Drug maker Shire Plc (SHP.L, SHPGY), said Thursday its Firazyr drug for the treatment of rare hereditary angioedema has been approved by the U.S. Food and Drug Administration. Firazyr, or Icatibant, injection has been approved for use in patients aged 18 years and older with acute attacks of hereditary angioedema.
Angioedema is caused by low levels or the improper function of a protein called C1 inhibitor. Subjects with hereditary angioedema or HAE can develop rapid swelling of the hands, feet, limbs, face, intestinal tract, voice box, or windpipe, which may result in disfigurement, disability, or death.
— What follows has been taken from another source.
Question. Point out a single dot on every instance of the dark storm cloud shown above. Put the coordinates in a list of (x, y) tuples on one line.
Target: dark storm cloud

The FDA also approved Firazyr for self administration by patients without taking any assistance from doctors, based on the FDA advisory panel's recommendation.
"Firazyr provides a new option to treat acute attacks of HAE and because it can be self-administered through an injection in the abdominal area, patients can treat themselves upon recognition of an HAE attack," said Curtis Rosebraugh, director of the Office of Drug Evaluation II in the FDA.
The FDA approval of Firazyr was based on three controlled clinical trials in which 225 patients received 1,076 doses of 30 mg of the drug. The median time for patients treated with Firazyr to report onset of symptom relief was two hours, as compared to almost 20 hours with placebo.
Icatibant has an orphan drug status in the U.S. for treatment of hereditary angioedema. Firazyr is marketed by Shire's Cambridge, Massachusetts-based unit Human Genetic Therapies Inc.
SHPGY is currently trading on the Nasdaq at $94.85, down $1.82 or 1.88%, on a volume of 1.0 million shares, above the three-month average of 0.5 million.
On the London stock exchange, Shire closed at 1,955.00 pence, down 57.00 pence or 2.83%, on a volume of 2.9 million.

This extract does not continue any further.